Electronics and software are teaming up with hydraulics to lower system costs, boost performance and add features, creating a transition to electronic controls for telehandler systems. Enhancing hydraulic systems with electronic controllers and joysticks is adding intelligence and flexibility to these systems, allowing such features as XY path control and customer-specific performance options.
“The industry has done a good job keeping the component costs down but to drive the overall system cost lower, there is a need to look at the whole system and move to electronics to make further gains,” says Jim Eisenmenger, senior applications engineer for Sauer-Danfoss. “Instead of looking at the pumps, valves or joysticks by themselves, OEMs are looking at all of these components, machine variation costs, installation costs and the cost for the service organization to understand and maintain systems in the field.”
Telehandlers, also known as rough terrain forklifts, are four-wheel drive, tractor-like machines with an extendable boom and a set of forks to lift pallets and place loads into high locations. Some machines can lift and place loads up to 17m in the air and the capacities of systems range over 5,400 kg.
In Europe, electronic control systems are already common because owner-operators have justified the extra expense by utilizing the value of electronic controls. In the U.S., the main buyers are rental companies and the purchase cost has historically been more important than adding more performance.
What has changed is that the electronics and software required for electronic control have become more robust and simpler to use. In the past, customers needed to know a programming language and how to design or specify hardware, but now there are graphical-type programming environments and configurable hardware such as the Sauer-Danfoss PLUS+1™ control system.
Sauer-Danfoss expanded its line of PLUS+1™ controllers to provide communication to the joystick, sensors and valves in the system. The system allows OEMs to easily configure control hardware and program software for their machines instead of relying on outside assistance to design and develop hardware and software. Plus, there has been a reduction in the cost of the sensors required on the machines. “Now the sensors, joysticks and the controllers themselves are getting closer to where they are competitive with individual hydraulic components,” says Eisenmenger.
While the goal is both improvements in performance and reduction in costs, a main benefit is machine variation defined in software rather than hardware. Machine options and performance levels can be implemented via software and/or sensors, with minimal variation in hydraulic hardware.
One example of this is lowering cycle times by using greater hydraulic flow from the pump to move the cylinders faster. Electronic control enables this by preventing the engine from stalling when the operator commands more pressure and flow than the engine can support. The controls also can dampen the fast motion with software ramping of operator commands and near end-of-stroke conditions.

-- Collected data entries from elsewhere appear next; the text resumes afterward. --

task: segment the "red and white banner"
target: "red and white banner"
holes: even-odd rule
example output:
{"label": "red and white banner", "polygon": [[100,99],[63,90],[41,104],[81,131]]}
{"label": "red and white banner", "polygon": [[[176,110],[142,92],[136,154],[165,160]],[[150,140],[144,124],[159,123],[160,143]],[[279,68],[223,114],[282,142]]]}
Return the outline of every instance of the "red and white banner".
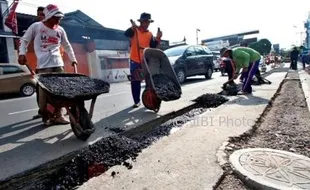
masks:
{"label": "red and white banner", "polygon": [[14,34],[18,34],[18,27],[17,27],[17,17],[16,17],[16,8],[18,5],[19,1],[14,0],[12,3],[13,5],[11,6],[9,13],[5,16],[4,18],[4,24],[12,30]]}

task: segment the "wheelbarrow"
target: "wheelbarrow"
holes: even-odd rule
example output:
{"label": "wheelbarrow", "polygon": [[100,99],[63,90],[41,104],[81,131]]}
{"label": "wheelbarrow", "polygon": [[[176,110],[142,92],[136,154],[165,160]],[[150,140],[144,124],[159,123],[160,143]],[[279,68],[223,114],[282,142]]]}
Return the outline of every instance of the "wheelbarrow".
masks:
{"label": "wheelbarrow", "polygon": [[[157,113],[162,101],[174,101],[181,97],[182,89],[166,54],[160,49],[146,48],[143,51],[143,71],[145,76],[145,90],[142,93],[142,103],[150,110]],[[156,88],[158,80],[155,77],[165,77],[174,84],[173,92],[159,92]],[[173,93],[173,95],[169,94]]]}
{"label": "wheelbarrow", "polygon": [[[29,66],[27,67],[31,74],[35,75]],[[55,108],[65,107],[73,133],[78,139],[86,141],[95,131],[91,119],[97,96],[109,93],[110,84],[100,79],[78,74],[76,65],[74,65],[74,73],[44,73],[35,75],[35,78],[39,88],[46,93],[47,97],[47,109],[42,111],[43,117],[53,115]],[[62,82],[52,85],[53,83],[48,82],[50,80]],[[79,81],[80,84],[78,84]],[[62,88],[62,86],[66,86],[66,88]],[[91,100],[89,112],[85,108],[86,100]]]}

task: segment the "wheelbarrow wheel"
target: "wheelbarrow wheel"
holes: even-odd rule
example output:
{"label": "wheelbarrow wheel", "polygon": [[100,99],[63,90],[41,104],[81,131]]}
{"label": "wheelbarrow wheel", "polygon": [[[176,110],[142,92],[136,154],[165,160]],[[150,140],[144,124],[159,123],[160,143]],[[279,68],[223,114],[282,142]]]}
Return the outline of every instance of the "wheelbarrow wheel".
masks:
{"label": "wheelbarrow wheel", "polygon": [[158,113],[161,105],[161,99],[157,97],[153,89],[147,88],[142,93],[142,103],[147,109]]}
{"label": "wheelbarrow wheel", "polygon": [[71,107],[70,112],[74,115],[75,120],[78,122],[74,123],[70,117],[71,128],[74,135],[83,141],[86,141],[90,135],[95,131],[95,126],[91,121],[87,110],[83,106],[78,106],[79,108],[79,117],[77,116],[76,107]]}

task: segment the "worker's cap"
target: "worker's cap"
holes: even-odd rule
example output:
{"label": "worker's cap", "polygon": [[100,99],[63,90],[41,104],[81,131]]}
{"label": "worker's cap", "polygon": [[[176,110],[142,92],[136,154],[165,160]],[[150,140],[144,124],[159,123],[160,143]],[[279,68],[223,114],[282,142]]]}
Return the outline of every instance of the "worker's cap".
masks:
{"label": "worker's cap", "polygon": [[142,13],[138,21],[139,22],[142,22],[142,21],[154,22],[154,20],[152,20],[151,14],[149,13]]}
{"label": "worker's cap", "polygon": [[231,50],[230,48],[226,48],[226,47],[222,48],[222,49],[220,50],[221,57],[223,57],[224,54],[225,54],[226,52],[228,52],[228,51],[232,51],[232,50]]}
{"label": "worker's cap", "polygon": [[43,13],[45,15],[45,19],[43,21],[47,21],[48,19],[52,17],[58,17],[63,18],[65,15],[59,10],[57,5],[49,4],[45,7],[43,10]]}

Another example is XY path control where the operator can direct the load to move vertically or horizontally with a single joystick command. In the past, if the user wanted to move a load up vertically, the operator had to boom up and telescope out. “But users needed to do both operations at once or sequentially with stops to keep the load moving in the right direction,” says Eisenmenger. “You can still do that, but now you can flip a switch and change the effect of the joystick motion, so that the load goes either straight up and down or straight in and out, without the operator needing to make the precise adjustments to keep the load moving smoothly in the desired direction.”
The system is making it easier for inexperienced operators to operate the machinery. Someone who has never run a machine can come closer to experienced operators in terms of picking up loads and setting them in high, hard to get to places. By using advanced functions such as XY path control, they can more easily move loads straight up, straight out and easily set them in place.
The other area of performance improvement is that OEMs can electronically tune a machine to a customer's needs. One rental company may want a well-damped, very smooth system for inexperienced operators that will produce smooth and well-controlled motion. Another customer might want a higher-performance machine that reacts more quickly to joystick input. The machine can be tuned via software to achieve a different “look and feel.”
There are also installation benefits compared to hydraulic pilot control. Compared to existing machines, there is a reduction in the hoses, connections and fittings required on the machine; and electronic control makes for a clean installation.
Some barriers to a transition to electronic control have been sensor cost and perceived complexity. Even though sensor costs have dropped, there are still cost concerns with some types of sensors. Service organizations have been trained to fix mechanical or hydraulic problems and their perception is the electronics are hard to work on and complicated. Instead of looking for a mechanical or hydraulic problem, they may need to plug in an analyzer and look for an error code. It may actually be easier to do maintenance but there is a mental barrier that will need to be overcome for the service organizations to fully embrace the electronic controls.
The previous architecture had a hydraulically controlled joystick which would meter a pressure signal to move the valves; now there is an electrical signal to a solenoid to electrically move the valve. The older system did not require a controller but the downside was hydraulic hoses with associated noise, potential leaks and heat coming into the cab. The newer architecture provides intelligence in the system by adding the electronic controller and joystick.
“This new approach is optimizing the hydraulic system with more sophisticated controls. The fundamentals of the machine, in terms of lifting capacity, are unchanged but there are more elegant controls plus features such as customized performance and XY path control,” says Eisenmenger. “The best way to move the boom up and down is still with a hydraulic cylinder and no other solution can touch that in terms of cost and performance. Now we are controlling that capability with more intelligence.”